Transparency-Chef Bäumer vermutet eine Taktik hinter dem Agieren der Landesregierung: Sie wolle dem Ansehen der Stiftung nicht schaden. Es sei einfach ein Makel, wenn ganz klar werde, dass ein Land wie Russland an den Schalthebeln der Stiftung stehe. Immerhin gelte Russland als hochkorruptiv. Eine Erwähnung im Transparenzregister würde an dem Konstrukt der Stiftung zwar nichts ändern, so Bäumer, aber diese Nennung wäre wenigstens rechtskonform.

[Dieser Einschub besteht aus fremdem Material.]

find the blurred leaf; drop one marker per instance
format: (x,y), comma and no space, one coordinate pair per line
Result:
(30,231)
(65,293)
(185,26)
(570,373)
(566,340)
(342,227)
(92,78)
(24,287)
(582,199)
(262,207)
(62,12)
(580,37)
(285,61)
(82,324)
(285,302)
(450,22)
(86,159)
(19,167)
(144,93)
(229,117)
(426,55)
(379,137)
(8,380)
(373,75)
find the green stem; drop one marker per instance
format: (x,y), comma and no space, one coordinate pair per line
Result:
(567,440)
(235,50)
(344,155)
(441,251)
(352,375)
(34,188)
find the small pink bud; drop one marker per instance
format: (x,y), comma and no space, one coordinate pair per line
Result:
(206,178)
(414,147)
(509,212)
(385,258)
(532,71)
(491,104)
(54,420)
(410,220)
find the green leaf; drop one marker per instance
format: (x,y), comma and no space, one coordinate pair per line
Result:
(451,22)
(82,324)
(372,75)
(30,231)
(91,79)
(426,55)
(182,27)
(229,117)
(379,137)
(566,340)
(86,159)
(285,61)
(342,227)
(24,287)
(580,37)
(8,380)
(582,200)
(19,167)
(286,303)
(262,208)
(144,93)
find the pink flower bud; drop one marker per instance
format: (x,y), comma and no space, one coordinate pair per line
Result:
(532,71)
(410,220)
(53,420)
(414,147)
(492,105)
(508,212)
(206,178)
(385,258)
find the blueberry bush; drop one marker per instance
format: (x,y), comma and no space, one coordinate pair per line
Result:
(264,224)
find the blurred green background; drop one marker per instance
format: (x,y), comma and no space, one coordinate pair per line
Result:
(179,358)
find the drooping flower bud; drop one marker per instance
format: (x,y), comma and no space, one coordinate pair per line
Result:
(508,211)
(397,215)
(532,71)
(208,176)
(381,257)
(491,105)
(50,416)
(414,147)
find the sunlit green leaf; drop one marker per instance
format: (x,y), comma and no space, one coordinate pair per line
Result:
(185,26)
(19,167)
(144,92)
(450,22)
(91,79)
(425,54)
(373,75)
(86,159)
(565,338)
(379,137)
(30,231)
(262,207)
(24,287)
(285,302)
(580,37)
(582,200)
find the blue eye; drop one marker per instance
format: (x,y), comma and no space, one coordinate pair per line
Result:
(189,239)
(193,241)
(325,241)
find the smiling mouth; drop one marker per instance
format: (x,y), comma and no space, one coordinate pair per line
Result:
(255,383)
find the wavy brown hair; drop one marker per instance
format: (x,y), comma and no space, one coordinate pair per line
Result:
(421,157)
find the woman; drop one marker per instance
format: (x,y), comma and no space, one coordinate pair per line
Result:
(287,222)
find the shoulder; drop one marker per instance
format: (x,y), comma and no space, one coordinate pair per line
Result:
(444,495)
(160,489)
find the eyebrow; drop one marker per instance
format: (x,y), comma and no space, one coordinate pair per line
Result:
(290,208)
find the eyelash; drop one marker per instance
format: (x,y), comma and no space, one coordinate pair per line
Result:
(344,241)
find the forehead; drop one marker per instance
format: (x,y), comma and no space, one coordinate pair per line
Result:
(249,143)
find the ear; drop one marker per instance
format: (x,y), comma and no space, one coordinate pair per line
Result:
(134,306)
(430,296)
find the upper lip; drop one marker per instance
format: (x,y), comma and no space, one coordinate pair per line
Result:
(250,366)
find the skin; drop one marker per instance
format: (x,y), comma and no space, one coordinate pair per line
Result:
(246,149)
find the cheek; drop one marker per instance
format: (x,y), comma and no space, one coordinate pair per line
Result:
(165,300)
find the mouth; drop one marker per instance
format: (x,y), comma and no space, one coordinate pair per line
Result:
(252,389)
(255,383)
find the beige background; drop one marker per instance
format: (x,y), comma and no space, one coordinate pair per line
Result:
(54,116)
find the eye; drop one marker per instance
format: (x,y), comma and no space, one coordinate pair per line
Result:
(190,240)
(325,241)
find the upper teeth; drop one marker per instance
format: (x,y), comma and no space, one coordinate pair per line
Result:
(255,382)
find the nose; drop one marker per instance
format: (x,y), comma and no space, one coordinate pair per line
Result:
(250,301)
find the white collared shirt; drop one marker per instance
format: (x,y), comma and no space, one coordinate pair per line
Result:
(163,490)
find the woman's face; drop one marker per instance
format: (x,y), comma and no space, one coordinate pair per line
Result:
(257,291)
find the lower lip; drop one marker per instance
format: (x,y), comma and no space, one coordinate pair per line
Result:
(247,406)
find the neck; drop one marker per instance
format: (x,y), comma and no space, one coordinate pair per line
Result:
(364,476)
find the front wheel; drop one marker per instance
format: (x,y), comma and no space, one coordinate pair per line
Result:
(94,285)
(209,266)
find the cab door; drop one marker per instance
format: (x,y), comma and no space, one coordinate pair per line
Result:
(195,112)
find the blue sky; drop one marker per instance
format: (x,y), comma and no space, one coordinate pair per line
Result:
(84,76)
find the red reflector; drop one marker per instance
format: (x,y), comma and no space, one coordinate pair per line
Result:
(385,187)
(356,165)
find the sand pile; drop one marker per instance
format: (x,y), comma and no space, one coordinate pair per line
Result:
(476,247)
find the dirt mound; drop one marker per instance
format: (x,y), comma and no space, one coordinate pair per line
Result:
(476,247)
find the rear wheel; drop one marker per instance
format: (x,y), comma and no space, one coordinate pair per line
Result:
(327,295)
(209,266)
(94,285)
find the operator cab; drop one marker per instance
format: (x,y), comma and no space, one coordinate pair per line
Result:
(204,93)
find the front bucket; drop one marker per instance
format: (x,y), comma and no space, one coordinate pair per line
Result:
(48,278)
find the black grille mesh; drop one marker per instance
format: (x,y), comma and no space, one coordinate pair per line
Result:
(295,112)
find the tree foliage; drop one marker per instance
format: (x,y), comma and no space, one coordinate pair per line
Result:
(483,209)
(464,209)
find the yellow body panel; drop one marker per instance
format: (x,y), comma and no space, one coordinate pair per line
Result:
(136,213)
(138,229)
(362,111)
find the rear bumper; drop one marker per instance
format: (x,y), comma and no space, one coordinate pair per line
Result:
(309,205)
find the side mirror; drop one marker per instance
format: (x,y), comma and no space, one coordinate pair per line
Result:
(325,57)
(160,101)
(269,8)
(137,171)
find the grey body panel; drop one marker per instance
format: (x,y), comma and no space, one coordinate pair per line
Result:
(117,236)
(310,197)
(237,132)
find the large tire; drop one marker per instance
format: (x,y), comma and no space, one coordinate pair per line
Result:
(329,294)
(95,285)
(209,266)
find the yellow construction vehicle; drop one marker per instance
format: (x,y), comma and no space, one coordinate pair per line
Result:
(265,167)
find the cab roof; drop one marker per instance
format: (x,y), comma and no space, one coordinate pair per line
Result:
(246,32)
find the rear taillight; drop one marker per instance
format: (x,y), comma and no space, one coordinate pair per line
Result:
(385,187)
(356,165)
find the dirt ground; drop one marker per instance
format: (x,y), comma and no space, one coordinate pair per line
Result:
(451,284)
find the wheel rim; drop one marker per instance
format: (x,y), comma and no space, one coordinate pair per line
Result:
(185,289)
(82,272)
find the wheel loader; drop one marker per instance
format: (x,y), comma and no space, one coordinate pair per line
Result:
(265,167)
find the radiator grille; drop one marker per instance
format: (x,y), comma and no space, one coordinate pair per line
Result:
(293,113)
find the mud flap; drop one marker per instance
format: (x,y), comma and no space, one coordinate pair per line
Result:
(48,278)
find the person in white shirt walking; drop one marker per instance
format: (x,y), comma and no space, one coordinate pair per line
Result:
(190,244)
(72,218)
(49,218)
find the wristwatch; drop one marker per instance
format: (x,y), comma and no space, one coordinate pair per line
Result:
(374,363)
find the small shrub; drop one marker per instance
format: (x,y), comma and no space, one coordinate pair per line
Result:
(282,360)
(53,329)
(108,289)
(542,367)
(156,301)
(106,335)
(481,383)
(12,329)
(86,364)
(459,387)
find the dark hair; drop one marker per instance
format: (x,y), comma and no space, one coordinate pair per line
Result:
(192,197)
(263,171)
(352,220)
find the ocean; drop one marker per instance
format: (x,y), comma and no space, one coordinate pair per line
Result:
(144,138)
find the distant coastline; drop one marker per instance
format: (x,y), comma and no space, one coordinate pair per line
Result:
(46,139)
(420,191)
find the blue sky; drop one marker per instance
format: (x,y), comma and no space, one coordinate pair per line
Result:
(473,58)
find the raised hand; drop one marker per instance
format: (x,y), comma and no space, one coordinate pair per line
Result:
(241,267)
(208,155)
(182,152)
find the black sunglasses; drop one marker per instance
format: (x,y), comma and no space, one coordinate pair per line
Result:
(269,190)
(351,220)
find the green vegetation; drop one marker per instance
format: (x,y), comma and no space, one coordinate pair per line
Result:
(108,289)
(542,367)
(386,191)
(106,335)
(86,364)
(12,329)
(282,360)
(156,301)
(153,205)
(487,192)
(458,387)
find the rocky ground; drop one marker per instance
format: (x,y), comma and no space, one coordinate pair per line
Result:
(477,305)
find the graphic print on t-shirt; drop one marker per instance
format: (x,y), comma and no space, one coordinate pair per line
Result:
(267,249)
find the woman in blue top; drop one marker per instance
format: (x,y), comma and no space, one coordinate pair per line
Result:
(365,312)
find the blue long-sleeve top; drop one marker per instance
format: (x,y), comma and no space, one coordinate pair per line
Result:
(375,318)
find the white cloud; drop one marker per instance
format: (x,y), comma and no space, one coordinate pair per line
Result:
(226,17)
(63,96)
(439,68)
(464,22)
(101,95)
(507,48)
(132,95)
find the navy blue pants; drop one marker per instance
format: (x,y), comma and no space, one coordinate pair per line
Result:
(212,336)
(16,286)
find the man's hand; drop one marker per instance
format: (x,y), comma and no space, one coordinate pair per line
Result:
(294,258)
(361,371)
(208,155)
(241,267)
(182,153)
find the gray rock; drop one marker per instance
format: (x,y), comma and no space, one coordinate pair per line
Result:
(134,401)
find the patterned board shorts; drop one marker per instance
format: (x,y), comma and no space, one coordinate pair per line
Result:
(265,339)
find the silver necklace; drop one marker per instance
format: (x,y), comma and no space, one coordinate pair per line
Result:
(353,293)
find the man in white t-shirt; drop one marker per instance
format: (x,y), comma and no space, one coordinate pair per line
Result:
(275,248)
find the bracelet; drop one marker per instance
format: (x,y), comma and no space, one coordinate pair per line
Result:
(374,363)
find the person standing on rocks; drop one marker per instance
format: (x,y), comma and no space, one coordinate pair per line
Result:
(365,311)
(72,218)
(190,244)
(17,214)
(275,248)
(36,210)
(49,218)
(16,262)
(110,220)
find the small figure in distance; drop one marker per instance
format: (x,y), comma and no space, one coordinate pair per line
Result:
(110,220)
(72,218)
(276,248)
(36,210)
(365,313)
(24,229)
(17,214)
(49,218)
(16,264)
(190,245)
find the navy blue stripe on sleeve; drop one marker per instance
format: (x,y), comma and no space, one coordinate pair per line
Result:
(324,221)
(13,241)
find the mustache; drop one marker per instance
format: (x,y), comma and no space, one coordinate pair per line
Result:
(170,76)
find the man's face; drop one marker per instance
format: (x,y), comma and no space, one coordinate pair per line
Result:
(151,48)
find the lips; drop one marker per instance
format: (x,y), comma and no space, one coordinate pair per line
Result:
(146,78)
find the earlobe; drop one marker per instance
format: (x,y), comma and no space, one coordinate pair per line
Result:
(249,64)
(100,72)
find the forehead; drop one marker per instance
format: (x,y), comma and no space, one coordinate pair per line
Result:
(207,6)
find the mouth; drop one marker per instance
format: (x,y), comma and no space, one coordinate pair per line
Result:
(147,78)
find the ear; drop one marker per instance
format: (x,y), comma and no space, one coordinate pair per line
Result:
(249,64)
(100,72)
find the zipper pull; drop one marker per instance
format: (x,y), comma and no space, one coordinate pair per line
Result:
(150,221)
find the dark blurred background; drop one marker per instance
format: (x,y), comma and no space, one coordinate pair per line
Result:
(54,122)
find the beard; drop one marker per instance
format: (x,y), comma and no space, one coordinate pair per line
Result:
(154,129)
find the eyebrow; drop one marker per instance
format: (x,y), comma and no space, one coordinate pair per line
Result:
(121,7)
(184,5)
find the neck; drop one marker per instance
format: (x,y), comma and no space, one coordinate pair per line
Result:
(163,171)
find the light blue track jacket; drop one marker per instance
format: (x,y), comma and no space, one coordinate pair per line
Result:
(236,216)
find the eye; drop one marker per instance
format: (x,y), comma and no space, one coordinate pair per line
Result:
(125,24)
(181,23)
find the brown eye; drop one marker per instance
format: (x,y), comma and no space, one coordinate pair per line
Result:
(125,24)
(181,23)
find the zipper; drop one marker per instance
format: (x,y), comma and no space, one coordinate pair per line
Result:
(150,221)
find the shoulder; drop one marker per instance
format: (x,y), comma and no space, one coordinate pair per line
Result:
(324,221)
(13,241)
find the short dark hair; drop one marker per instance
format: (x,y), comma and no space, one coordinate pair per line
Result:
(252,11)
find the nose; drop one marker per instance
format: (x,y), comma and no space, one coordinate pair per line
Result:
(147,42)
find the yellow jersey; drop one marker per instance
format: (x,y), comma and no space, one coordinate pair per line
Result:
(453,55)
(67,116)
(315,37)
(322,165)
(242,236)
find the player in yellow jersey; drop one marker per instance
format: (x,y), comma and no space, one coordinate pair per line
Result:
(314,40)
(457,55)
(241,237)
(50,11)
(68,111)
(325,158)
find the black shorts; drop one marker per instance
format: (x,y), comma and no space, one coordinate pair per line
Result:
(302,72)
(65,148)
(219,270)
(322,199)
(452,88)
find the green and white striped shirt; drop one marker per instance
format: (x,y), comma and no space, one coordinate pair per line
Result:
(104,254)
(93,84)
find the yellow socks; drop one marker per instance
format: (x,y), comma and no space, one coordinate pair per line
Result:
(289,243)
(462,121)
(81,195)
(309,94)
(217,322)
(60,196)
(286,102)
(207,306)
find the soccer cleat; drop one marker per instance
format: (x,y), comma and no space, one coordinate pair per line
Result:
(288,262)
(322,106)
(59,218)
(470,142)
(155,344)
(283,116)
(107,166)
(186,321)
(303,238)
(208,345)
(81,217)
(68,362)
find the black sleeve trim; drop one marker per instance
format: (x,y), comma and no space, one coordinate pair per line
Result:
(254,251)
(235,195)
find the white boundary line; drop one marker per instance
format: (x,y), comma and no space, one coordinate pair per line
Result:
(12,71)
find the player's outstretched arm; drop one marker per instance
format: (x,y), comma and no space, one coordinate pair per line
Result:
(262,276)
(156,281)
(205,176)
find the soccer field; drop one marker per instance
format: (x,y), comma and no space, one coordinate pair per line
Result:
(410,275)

Landesregierung: Stiftung ist für Transparenzregister zuständig
Ein Regierungssprecher wies die Vorwürfe mit Blick auf die Eigenständigkeit der Stiftung zurück. Die Landesregierung sei nicht für die Eintragung ins Transparenzregister zuständig, die müsse die Stiftung selbst vornehmen. Und die Kontrolle der Stiftung liege beim Bundesverwaltungsamt. Darauf habe das Justizministerium Transparency International bereits vor einigen Tagen hingewiesen. Transparency verweist dagegen auf die engen Verbindungen der Landesregierung in die Stiftung - so würden Vorstand und Kuratorium von der Ministerpräsidentin berufen.